Mais cette période a été d’une richesse extraordinaire et lorsque j’ai pu l’offrir au Seigneur, elle a été transformée en une source d’amour, de gloire, de dons extraordinaires que je n’imaginais pas. Cela a été surprenant de voir comment Dieu peut, à partir de ce qui humainement paraît noir, sali, inacceptable, intolérable, en faire une source de lumière et transformer une vie tout entière. La conversion, ce n’est pas dire “hier c’était négatif, aujourd’hui, c’est positif”. Il n’y a pas de séparation entre la Corinne d’hier et celle d’aujourd’hui. Il y a transformation et conversion, mais toute ma vie est “Une” et Dieu l’a réorientée.
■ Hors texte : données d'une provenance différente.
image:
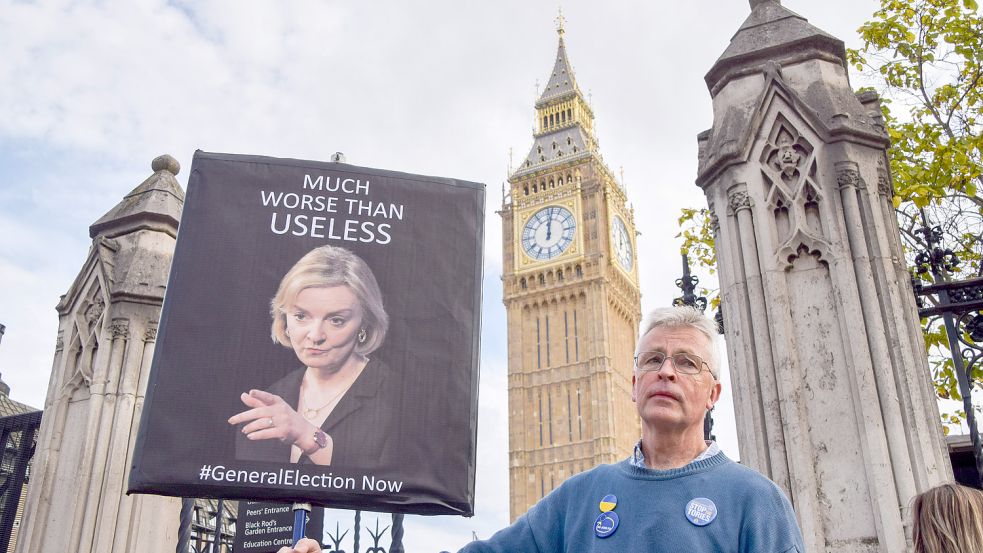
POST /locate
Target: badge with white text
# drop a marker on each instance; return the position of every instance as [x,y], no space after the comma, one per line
[701,511]
[606,524]
[608,503]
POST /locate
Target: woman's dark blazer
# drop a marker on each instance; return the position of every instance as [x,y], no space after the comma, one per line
[364,424]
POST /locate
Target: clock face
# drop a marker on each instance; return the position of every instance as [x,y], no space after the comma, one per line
[621,243]
[548,233]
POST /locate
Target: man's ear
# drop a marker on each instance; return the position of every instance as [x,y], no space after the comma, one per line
[714,394]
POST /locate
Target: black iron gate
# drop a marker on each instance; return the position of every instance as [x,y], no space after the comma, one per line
[18,434]
[959,304]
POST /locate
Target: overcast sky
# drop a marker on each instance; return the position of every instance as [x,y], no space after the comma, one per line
[94,90]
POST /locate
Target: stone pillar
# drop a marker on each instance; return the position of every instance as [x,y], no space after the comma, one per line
[832,389]
[106,333]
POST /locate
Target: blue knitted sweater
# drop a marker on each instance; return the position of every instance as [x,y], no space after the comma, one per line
[753,515]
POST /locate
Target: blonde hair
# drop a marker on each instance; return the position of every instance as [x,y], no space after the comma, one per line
[948,519]
[685,316]
[332,266]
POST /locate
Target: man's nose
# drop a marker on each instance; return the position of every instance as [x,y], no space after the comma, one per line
[316,333]
[667,370]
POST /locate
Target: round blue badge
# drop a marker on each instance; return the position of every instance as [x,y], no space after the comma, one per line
[701,511]
[606,524]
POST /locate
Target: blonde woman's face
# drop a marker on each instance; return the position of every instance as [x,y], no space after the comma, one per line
[323,325]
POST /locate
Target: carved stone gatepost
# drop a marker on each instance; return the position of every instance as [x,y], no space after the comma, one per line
[832,389]
[106,332]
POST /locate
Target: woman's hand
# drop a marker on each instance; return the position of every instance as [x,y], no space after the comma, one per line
[305,545]
[270,417]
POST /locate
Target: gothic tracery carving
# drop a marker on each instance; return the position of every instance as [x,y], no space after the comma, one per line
[789,171]
[120,328]
[737,201]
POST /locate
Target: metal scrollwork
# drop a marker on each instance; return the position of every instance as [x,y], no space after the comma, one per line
[959,304]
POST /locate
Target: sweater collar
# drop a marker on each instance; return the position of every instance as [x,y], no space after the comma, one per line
[638,456]
[697,465]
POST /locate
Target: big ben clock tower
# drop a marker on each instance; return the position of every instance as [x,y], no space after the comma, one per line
[571,294]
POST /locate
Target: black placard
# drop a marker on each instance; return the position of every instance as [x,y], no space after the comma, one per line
[402,427]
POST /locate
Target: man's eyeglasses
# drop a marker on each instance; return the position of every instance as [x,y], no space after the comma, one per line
[685,363]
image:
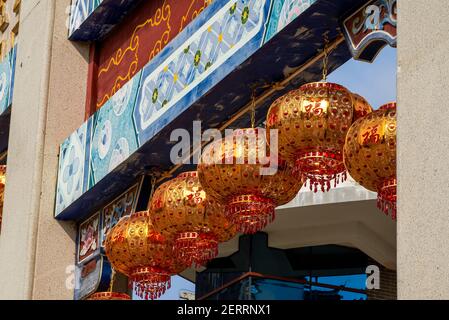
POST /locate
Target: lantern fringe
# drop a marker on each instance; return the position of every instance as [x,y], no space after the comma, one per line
[150,282]
[195,249]
[109,296]
[386,197]
[321,169]
[250,213]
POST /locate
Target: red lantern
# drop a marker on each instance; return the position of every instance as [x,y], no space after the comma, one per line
[231,170]
[181,211]
[135,249]
[370,155]
[312,123]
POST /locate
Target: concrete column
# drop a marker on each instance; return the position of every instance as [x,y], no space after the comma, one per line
[48,105]
[423,140]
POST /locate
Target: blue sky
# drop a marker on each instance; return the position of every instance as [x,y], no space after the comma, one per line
[375,81]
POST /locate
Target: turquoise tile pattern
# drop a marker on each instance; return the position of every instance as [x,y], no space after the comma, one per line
[218,41]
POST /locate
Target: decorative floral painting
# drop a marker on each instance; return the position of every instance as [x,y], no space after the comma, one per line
[122,206]
[89,238]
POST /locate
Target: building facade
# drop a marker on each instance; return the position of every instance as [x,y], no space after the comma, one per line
[95,90]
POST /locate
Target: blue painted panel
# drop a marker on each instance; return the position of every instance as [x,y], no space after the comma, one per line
[7,71]
[114,136]
[92,20]
[187,90]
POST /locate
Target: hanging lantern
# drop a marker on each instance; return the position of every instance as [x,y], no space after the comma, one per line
[370,155]
[312,123]
[109,296]
[196,222]
[135,249]
[236,172]
[2,190]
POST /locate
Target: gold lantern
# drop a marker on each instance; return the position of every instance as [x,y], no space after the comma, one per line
[370,155]
[2,190]
[135,249]
[182,211]
[236,171]
[312,123]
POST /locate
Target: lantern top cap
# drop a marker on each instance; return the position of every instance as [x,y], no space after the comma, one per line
[109,296]
[388,106]
[188,174]
[323,84]
[145,213]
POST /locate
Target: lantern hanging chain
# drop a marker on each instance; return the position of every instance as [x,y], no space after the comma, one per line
[111,283]
[253,109]
[153,184]
[325,56]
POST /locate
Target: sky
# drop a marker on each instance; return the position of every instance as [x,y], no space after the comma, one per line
[376,82]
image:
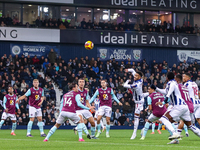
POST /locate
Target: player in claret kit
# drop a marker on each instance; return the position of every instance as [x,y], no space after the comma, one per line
[105,96]
[157,111]
[82,113]
[9,104]
[35,95]
[68,111]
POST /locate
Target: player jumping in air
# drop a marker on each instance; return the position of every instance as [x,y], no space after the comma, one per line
[97,105]
[35,95]
[105,96]
[68,111]
[180,109]
[157,111]
[82,112]
[9,104]
[138,96]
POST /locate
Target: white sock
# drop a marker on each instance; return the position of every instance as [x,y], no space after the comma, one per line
[136,123]
[167,123]
[195,130]
[101,122]
[95,121]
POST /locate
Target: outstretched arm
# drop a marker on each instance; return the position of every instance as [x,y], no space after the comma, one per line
[115,98]
[61,104]
[16,104]
[146,94]
[94,96]
[162,91]
[28,93]
[4,102]
[126,85]
[131,70]
[78,98]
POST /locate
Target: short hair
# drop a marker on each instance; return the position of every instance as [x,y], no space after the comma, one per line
[9,87]
[81,79]
[72,85]
[140,73]
[188,74]
[36,80]
[178,76]
[170,75]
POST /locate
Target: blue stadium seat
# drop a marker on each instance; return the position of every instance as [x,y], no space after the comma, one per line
[130,115]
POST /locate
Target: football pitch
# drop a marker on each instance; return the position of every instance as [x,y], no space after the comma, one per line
[119,140]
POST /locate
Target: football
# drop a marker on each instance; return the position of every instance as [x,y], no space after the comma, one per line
[89,45]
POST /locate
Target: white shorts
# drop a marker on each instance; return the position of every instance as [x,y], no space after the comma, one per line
[153,118]
[105,111]
[67,115]
[180,112]
[192,118]
[138,108]
[84,113]
[33,112]
[96,114]
[7,115]
[197,111]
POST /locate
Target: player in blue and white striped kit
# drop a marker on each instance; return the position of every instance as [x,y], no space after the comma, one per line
[97,105]
[180,109]
[138,96]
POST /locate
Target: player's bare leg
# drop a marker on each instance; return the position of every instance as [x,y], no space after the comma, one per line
[145,129]
[182,126]
[40,125]
[51,131]
[159,127]
[136,123]
[29,127]
[153,128]
[84,126]
[93,129]
[98,125]
[2,122]
[198,120]
[14,125]
[167,120]
[194,129]
[107,127]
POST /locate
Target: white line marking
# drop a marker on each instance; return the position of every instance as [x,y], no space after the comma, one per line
[102,143]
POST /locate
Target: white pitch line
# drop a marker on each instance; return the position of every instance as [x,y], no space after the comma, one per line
[102,143]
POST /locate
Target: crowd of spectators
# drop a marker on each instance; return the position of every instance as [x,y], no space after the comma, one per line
[165,27]
[19,72]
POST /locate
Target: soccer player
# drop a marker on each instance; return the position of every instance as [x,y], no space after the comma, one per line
[105,96]
[82,112]
[138,96]
[180,109]
[193,93]
[9,104]
[97,105]
[157,111]
[68,111]
[190,96]
[35,95]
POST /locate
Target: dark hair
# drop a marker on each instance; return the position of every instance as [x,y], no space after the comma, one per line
[9,87]
[188,74]
[170,75]
[140,73]
[178,76]
[81,79]
[72,85]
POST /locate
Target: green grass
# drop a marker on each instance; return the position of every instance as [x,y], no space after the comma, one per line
[119,140]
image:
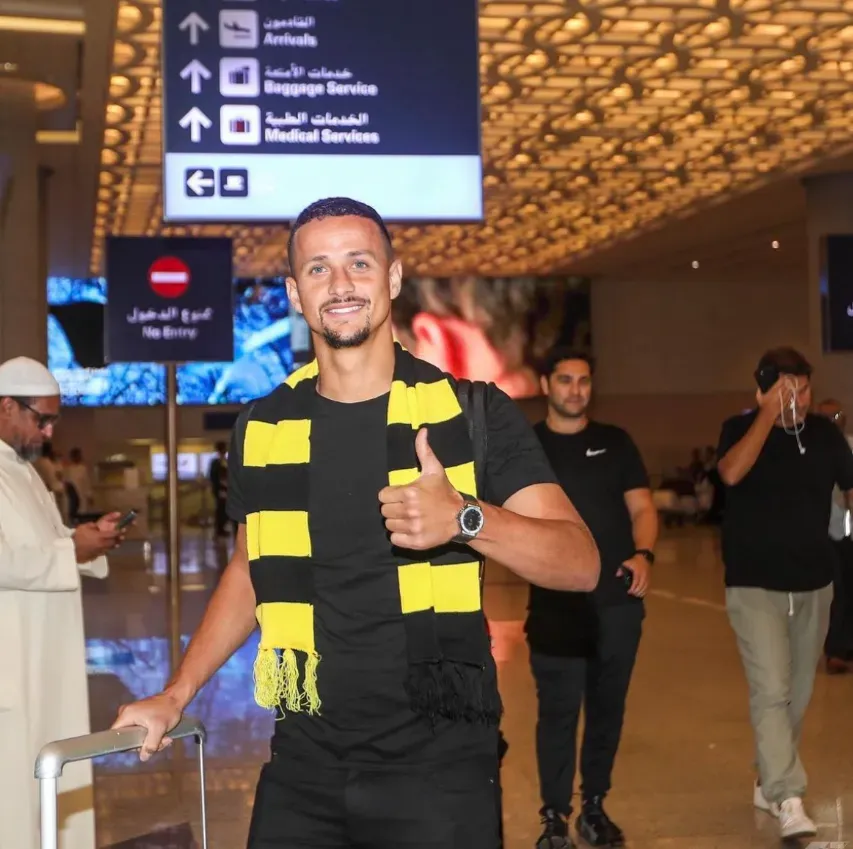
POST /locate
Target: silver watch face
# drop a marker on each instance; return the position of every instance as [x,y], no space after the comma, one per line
[471,520]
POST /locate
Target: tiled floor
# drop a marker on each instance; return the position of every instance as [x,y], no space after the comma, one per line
[683,778]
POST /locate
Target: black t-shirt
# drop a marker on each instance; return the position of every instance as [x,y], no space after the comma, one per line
[776,521]
[595,467]
[365,714]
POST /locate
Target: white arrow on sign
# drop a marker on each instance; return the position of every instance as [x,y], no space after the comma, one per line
[195,72]
[196,24]
[195,119]
[197,183]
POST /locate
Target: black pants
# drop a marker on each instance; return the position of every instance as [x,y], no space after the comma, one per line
[839,639]
[600,684]
[302,805]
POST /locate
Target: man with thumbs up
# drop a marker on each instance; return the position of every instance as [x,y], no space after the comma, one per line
[359,551]
[427,513]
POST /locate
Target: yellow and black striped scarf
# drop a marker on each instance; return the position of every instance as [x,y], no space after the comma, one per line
[440,591]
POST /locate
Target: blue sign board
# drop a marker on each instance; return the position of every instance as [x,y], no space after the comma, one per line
[270,105]
[169,300]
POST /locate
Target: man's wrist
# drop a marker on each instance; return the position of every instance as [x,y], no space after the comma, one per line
[453,524]
[181,693]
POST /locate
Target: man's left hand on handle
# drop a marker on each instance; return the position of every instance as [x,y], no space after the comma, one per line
[422,515]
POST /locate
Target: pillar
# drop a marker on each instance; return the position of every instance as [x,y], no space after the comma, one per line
[829,205]
[23,244]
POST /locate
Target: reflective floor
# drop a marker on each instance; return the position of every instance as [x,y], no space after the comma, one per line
[683,778]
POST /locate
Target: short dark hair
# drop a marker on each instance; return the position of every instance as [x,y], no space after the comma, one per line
[785,361]
[562,353]
[336,208]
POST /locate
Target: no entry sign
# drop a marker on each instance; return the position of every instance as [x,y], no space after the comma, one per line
[169,277]
[169,300]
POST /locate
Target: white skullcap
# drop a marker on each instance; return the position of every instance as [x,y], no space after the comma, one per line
[22,377]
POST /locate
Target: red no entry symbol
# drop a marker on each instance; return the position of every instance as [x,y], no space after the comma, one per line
[169,277]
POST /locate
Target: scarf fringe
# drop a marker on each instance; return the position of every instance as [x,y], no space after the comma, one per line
[277,682]
[453,691]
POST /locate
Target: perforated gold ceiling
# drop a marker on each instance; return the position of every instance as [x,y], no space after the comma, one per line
[601,118]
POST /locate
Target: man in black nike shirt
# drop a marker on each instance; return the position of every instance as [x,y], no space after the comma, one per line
[373,646]
[583,647]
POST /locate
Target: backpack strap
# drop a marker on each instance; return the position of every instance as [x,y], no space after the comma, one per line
[472,395]
[473,399]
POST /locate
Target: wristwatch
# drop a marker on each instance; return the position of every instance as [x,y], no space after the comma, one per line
[470,519]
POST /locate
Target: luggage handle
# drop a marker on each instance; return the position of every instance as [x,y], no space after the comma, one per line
[53,758]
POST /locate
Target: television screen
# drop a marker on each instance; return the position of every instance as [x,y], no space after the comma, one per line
[264,356]
[75,351]
[836,292]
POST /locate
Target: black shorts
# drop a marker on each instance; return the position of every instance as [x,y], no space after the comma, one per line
[302,805]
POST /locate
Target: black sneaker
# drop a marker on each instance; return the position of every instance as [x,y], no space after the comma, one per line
[596,828]
[556,832]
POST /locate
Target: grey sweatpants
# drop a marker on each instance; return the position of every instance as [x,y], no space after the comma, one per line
[780,637]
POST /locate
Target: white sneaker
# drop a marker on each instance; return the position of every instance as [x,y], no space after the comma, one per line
[793,820]
[760,802]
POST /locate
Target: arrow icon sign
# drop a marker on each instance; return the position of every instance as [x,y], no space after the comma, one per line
[195,72]
[196,24]
[195,119]
[197,183]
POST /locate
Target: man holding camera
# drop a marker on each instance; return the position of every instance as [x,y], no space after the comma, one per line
[780,465]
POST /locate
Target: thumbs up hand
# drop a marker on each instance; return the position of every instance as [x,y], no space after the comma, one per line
[422,515]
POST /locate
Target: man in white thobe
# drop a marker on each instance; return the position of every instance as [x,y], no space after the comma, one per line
[43,688]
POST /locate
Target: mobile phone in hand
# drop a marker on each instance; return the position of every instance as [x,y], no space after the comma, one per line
[127,520]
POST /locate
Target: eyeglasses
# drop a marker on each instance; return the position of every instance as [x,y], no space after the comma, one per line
[43,420]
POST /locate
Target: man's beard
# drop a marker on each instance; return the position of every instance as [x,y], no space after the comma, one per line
[336,340]
[30,453]
[570,414]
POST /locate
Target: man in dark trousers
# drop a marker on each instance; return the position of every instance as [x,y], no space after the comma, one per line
[218,476]
[583,647]
[359,552]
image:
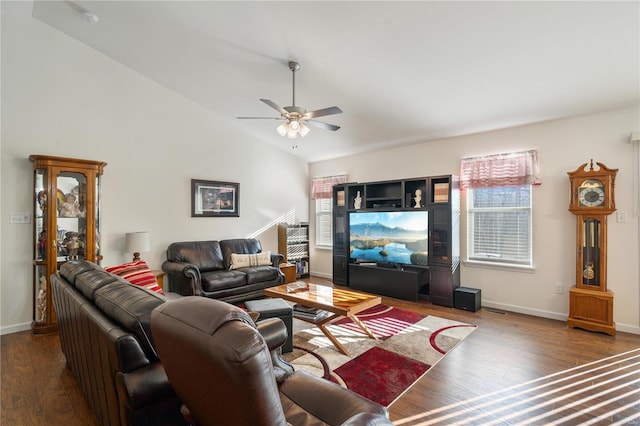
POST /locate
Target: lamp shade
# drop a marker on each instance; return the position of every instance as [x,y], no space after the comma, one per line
[137,242]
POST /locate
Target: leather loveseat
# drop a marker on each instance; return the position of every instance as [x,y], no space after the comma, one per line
[244,381]
[105,335]
[232,270]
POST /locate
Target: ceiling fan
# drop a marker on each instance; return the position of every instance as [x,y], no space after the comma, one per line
[296,118]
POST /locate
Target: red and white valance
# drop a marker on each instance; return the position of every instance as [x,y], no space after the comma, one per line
[500,170]
[322,187]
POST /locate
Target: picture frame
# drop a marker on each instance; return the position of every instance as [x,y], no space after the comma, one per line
[214,198]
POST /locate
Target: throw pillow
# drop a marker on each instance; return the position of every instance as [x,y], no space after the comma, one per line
[137,273]
[247,260]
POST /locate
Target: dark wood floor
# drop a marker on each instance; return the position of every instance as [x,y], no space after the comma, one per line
[498,375]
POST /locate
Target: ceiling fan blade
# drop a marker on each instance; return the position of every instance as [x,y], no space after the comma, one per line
[324,111]
[260,118]
[322,125]
[275,106]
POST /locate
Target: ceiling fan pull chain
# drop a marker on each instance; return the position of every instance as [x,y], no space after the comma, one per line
[294,67]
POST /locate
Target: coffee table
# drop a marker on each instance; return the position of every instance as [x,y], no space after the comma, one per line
[337,301]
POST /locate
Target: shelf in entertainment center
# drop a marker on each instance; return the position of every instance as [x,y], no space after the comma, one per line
[373,278]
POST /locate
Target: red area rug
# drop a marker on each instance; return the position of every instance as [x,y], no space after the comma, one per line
[408,345]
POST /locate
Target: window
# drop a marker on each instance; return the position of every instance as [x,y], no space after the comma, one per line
[324,227]
[499,225]
[322,193]
[499,213]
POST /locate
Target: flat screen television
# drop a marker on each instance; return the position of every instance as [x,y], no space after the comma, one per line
[399,237]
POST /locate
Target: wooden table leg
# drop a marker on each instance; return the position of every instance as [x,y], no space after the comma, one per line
[362,326]
[322,326]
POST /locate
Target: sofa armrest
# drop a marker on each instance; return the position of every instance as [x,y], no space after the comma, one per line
[275,335]
[184,278]
[277,259]
[148,398]
[329,402]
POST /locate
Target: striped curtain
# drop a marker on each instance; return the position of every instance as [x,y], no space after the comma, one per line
[500,170]
[322,187]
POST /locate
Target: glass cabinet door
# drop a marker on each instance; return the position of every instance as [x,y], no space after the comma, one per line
[66,225]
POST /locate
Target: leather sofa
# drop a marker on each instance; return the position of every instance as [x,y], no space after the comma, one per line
[105,335]
[228,372]
[206,268]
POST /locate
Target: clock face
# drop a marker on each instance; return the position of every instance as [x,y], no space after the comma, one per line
[591,193]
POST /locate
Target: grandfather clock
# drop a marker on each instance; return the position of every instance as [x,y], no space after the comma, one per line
[592,201]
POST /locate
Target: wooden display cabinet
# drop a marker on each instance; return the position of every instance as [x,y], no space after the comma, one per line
[66,224]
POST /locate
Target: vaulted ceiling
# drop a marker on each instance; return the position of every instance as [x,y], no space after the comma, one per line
[402,72]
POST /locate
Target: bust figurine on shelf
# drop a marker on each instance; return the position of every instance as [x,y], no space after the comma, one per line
[417,200]
[70,207]
[73,245]
[357,202]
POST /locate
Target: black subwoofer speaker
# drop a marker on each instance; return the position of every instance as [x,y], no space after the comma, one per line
[467,299]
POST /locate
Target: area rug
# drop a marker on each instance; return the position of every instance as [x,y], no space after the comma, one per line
[408,345]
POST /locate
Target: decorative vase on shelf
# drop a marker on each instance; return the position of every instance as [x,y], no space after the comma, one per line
[357,202]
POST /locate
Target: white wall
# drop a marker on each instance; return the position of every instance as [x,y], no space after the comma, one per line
[61,98]
[563,145]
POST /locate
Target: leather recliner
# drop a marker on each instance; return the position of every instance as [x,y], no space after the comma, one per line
[221,365]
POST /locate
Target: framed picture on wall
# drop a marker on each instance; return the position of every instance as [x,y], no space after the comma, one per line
[214,199]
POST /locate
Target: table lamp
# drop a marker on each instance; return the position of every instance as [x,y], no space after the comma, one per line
[137,242]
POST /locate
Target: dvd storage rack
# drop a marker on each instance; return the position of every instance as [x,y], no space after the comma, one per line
[293,244]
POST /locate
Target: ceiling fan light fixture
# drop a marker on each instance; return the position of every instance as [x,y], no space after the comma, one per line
[283,129]
[294,125]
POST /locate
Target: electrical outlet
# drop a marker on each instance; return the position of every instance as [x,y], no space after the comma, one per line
[621,216]
[20,217]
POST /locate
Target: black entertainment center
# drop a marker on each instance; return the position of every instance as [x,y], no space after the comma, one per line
[398,238]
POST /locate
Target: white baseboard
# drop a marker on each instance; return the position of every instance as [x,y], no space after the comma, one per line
[626,328]
[16,328]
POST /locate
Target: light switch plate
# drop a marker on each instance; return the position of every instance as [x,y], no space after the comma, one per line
[20,217]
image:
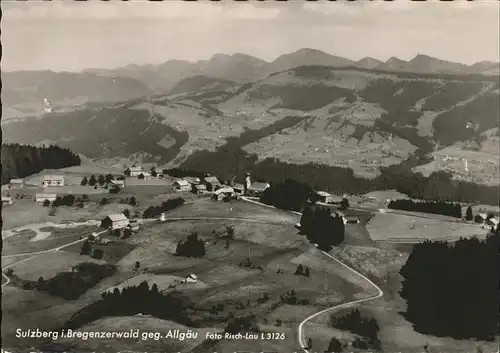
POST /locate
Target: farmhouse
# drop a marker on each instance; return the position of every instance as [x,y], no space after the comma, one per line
[115,221]
[182,185]
[144,175]
[43,197]
[199,188]
[133,171]
[118,183]
[16,184]
[220,194]
[239,188]
[53,180]
[212,183]
[192,278]
[7,200]
[256,189]
[325,197]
Il s’est servi de tout ce que j’étais.

Une œuvre de libération

Mon identité d’enfant entendante de parents sourds fait que je suis “bi-culturelle”. J’ai accueillie cette double culture, sourde et entendante, comme une richesse. Dieu attendait que je fasse ce chemin là pour m’appeler. Après ma conversion, j’ai senti que ma place n’était plus dans mon métier d’éducatrice. J’ai alors cherché à discerner la volonté du Seigneur, par la prière, à travers l’accompagnement spirituel et les événements bien sûr.
Sur mon chemin, j’ai rencontré d’autres personnes sourdes qui avaient des positions sociales différentes de celles de mes parents, des gens qui avaient de hautes places dans la société, qui se battaient, qui s’occupaient de la communauté sourde, qui étaient vraiment investies et qui étaient politiquement, socialement, intellectuellement, engagées. Ces gens étaient très solides dans leur identité sourde, et j’ai découvert un monde que je connaissais mal. Cela m’a touchée. À cette période, je me suis souvenue que jeune (j’avais environ quatorze ans), au foyer des sourds, avec mes parents, j’avais pris la parole devant tout le monde et j’avais dit : “Un jour je voudrais que, dans toutes les écoles, on apprenne la langue des signes”. À cette époque il y avait aussi ce désir de faire reconnaître cette langue pour que la situation change pour ces personnes sourdes.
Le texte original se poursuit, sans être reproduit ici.